If you serve that platter past midnight, rather than at lunchtime, the sandwich appears to become more spicy than soggy. After all, what Thurber left out of that list of ingredients is the listener’s imagination, which tends to get saucier once you hit the sheets.

Fodder for radio satirists Bob and Ray’s “Mary Backstage, Noble Wife,” the “story of Mary Noble and what it means to be the wife of a famous star” was on the air for a quarter of a century. A small but sizeable helping of that run is readily available online, namely a storyline involving the scheming Claudia Vincent, a woman who fires shots at man to gain the confidence of another. That the other man is Mary Noble’s husband, Larry, makes Claudia Vincent’s obvious maneuverings all the more delicious.

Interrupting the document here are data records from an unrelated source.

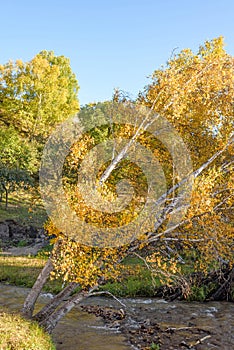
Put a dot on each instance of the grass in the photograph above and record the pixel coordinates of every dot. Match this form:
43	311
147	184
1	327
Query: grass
24	207
23	272
19	334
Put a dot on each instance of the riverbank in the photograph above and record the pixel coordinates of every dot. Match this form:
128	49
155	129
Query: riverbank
154	324
143	323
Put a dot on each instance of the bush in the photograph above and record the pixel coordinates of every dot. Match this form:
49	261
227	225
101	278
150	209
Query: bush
18	334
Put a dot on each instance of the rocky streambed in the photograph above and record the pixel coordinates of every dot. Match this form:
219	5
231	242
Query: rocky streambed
105	324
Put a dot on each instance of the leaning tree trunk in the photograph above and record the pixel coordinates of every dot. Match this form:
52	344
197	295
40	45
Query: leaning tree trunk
51	322
49	308
29	304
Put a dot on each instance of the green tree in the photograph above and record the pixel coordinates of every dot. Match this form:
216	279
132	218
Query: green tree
38	94
195	93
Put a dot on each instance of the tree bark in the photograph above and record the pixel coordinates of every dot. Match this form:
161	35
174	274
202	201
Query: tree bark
51	322
29	304
48	309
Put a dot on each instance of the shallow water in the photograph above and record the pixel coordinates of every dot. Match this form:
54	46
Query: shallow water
77	331
82	331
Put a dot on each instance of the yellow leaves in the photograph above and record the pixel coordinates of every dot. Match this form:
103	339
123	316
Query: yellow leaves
165	267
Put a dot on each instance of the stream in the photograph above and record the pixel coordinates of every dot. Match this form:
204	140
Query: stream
181	321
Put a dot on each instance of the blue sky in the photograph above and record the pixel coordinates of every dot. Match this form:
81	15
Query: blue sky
112	44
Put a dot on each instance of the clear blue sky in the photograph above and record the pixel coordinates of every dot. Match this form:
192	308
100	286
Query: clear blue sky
112	44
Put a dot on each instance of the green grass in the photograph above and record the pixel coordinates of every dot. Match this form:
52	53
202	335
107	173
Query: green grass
19	334
23	271
25	207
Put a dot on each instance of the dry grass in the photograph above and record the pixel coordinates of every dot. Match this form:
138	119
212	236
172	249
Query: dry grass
19	334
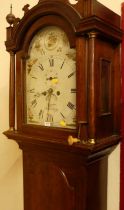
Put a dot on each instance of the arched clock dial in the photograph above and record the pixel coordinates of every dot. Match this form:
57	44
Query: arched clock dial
51	80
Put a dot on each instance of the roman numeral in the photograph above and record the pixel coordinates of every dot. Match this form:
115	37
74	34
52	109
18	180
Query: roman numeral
71	106
31	90
33	77
41	67
51	62
73	90
62	64
34	103
70	75
41	114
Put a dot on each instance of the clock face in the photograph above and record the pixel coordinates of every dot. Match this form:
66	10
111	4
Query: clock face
51	80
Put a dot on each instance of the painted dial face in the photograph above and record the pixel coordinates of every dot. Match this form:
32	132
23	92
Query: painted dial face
51	80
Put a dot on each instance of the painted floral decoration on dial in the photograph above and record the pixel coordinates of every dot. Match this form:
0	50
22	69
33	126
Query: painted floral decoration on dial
51	80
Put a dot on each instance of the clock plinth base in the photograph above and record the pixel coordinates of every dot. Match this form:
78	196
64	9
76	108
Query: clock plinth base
63	180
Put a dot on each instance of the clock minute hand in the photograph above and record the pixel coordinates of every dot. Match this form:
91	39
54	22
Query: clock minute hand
50	92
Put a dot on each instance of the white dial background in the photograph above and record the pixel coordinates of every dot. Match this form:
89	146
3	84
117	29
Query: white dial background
51	80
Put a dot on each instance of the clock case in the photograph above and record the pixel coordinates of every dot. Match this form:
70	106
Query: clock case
57	175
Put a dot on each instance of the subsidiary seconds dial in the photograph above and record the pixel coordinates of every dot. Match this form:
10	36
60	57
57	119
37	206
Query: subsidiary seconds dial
51	82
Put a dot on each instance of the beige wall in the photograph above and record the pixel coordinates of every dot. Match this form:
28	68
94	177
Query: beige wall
11	192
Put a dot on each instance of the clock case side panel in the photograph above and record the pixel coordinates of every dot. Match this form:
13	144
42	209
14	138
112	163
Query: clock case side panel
106	104
61	134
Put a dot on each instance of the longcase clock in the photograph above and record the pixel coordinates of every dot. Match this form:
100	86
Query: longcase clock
64	109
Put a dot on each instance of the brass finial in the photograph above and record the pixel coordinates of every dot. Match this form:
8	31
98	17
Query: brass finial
10	17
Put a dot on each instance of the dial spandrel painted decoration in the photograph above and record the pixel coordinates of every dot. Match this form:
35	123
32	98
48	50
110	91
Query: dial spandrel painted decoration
51	80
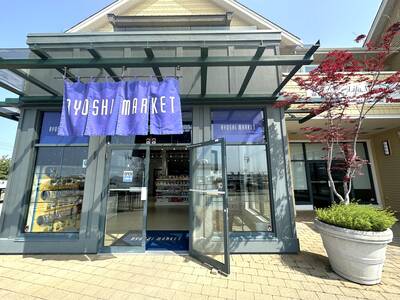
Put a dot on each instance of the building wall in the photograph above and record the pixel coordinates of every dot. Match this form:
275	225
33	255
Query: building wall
388	167
175	7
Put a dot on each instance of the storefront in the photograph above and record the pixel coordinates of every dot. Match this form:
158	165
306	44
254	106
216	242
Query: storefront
310	179
221	187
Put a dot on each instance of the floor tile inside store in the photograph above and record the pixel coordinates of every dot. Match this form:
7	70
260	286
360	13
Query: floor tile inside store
158	276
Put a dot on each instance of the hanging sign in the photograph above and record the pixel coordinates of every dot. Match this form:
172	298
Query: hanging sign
121	108
238	126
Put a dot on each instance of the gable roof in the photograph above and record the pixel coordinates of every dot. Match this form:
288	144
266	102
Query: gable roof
240	10
387	13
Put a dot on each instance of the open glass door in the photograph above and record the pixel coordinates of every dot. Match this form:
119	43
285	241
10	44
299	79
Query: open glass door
208	205
125	219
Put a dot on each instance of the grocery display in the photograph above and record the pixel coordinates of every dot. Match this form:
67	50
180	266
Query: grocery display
172	190
57	204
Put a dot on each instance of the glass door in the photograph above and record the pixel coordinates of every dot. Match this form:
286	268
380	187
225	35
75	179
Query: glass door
126	209
208	205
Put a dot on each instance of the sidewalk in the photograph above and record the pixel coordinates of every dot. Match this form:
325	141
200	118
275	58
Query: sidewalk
303	276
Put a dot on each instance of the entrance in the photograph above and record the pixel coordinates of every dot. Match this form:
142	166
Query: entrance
168	199
168	204
126	206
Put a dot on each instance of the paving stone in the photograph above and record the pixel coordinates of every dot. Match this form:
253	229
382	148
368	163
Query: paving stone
305	276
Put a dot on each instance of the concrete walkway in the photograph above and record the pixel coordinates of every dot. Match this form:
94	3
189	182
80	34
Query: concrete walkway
303	276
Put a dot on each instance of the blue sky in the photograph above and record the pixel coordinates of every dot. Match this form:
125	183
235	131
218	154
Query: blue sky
335	22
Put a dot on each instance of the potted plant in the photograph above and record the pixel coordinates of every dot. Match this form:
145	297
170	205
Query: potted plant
355	238
349	86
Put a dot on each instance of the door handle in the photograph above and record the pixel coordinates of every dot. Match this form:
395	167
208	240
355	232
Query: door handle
208	192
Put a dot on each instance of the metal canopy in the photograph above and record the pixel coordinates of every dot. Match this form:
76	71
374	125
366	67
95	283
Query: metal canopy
204	61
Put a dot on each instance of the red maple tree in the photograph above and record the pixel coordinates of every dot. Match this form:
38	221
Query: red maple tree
334	81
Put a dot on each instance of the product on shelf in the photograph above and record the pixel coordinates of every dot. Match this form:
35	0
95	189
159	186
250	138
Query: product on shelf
58	203
172	190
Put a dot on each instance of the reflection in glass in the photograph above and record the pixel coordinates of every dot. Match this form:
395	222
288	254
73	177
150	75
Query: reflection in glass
124	219
57	191
248	188
207	189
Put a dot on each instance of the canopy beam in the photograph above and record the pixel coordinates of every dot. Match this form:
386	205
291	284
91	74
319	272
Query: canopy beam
250	72
150	55
204	55
36	82
11	88
45	56
186	99
81	63
297	67
97	55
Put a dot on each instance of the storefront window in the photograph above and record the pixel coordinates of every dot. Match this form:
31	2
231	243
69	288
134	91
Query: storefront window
247	168
185	138
238	125
248	188
312	161
58	184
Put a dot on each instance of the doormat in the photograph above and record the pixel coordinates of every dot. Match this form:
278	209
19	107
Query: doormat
167	240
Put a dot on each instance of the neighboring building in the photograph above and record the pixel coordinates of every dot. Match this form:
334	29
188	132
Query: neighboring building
379	182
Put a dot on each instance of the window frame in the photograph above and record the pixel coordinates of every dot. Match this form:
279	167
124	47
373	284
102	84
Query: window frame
253	235
33	236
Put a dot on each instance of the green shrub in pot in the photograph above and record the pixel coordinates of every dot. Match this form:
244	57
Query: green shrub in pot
357	217
355	238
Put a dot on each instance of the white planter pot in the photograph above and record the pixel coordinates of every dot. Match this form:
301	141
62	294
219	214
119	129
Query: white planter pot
355	255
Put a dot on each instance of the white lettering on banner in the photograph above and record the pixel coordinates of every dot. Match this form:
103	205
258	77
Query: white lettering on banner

Not that my taste buds can be trusted in times likes these, but the last thing I wanted was my mouth to start watering. Now my nights are spent wondering about Mary, Larry, Claudia and Rupert, knowing that I shall never hear the end of it, for want of extant chapters. Of course, serial dramas are not about endings. They, like all melodramas, are about the protracted middle, the main courses and the side dishes, about the precariousness of the status quo and all our attempts to stay as we are or get what is presumably owed us. For all its sensational scenes and rhetorical bombast, melodrama is truest to life, far more real, to be sure, than tragedy and comedy. In those aged and unadulterated models of drama, all endings are final; in melodrama, there is plenty of room for doubt, for turns and returns, for the “what ifs” that, I should have known, are keeping me asking for seconds and up for hours.

The current season of Desperate Housewives being so listless you cannot even claim it to have mustered energy enough to jump the shark, I am only too grateful for a bit of cheddar and ham as only those horrid Hummerts could slice it. Now pardon me while I dim the lights. It’s time for my sandwich.